The reply there is to go full-blown text-to-text—which is a great idea!—but I’m interested in getting a discriminative BERT-esque baseline if possible (due to the dataset’s particular size, structure, and text content).

Since multiple choice models (like RobertaForMultipleChoice) detect the number of questions dynamically per batch, it seems like the main challenge is getting each batch to have a consistent number of choices.

Going off of the example, there are two main user-provided data processing functions:

  1. a preprocess_function() — for adding new features to the Dataset
  2. a collate function — for turning a raw batch into tensors

Unfortunately, while it’s no problem to add the number of choices for an example in 1., by the time 2. comes around, we’ve already been given a batch, so it’s too late to ensure they all have the same number of choices.

In other words, it seems like the sampler is the place where we’d make sure the number of choices is consistent per batch.

To my delight, I found the --group_by_length and --length_column_name options, which enable the (Distributed)LengthGroupedSampler.
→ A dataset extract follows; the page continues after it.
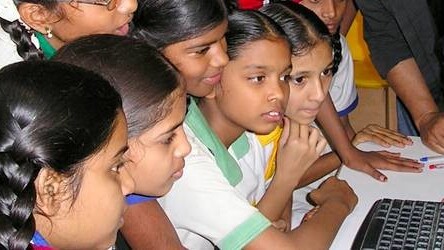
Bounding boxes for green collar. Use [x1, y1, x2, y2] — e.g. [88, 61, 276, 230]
[36, 32, 56, 59]
[185, 98, 243, 186]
This opens up a potential way for doing this:

  1. Add a feature with the number of choices
  2. Pass this feature as the --length_column_name :see_no_evil: and use --group_by_length

Unfortunately for me, this constraint is a soft one rather than a hard one. (This makes sense for the original purpose, of course, which is just helping with padding.) This means that some batches do end up with multiple “lengths” (choices).

I wrote a quick test that injects a number from 1-4 as the feature and checked how many batches had multiple “lengths.” I was hoping it would be just three batches (at the borders between 1-2, 2-3, 3-4). Over 500 batches, there were 14 that ended up with mixed numbers. I could truncate these batches, which would only lose ~3% of the data. Not a huge loss, but it makes me wonder whether I can do better!

So, to complete the very long-winded question, I wonder whether anyone more familiar with Huggingface Transformers can recommend an approach to implement multiple choice with a variable number of choices. Right now my main options are:

  1. Write my own sampler to do this. Given this is just for a baseline, and my trepidation at debugging a custom distributed sampler, I worry this might not be worth the investment.

  2. Create multiple Dataset objects, each with a consistent number of choices. Do an outer training loop. (This would be less ideal because each number of choices corresponds to a question format, so this would increase coarse patterns into training / reduce how shuffled it is.)

  3. Just throw away the ~3% of mixed-data batches (less if we take the majority, so maybe ~1.5%).

  4. ??? (better approach I can’t see?)

Huge thanks for your time!

1 Like

In case anyone in the future is reading this, the above does work pretty well, but only for training. For evaluation, the (Distributed)LengthGroupedSampler is not used. Furthermore, even if it was, by nature of throwing some data away in the collator, we skip some of the evaluation set (which is a no-no for comparing results between methods).

I provided an example implementation of a batch sampler that groups based on a provided feature in the following comment:
Option for `(Distributed)LengthGroupedSampler` to treat groups as a hard constraint · Issue #12995 · huggingface/transformers · GitHub

It also requires a change to Transformers itself to support a batch sampler, which is in a PR linked to that issue.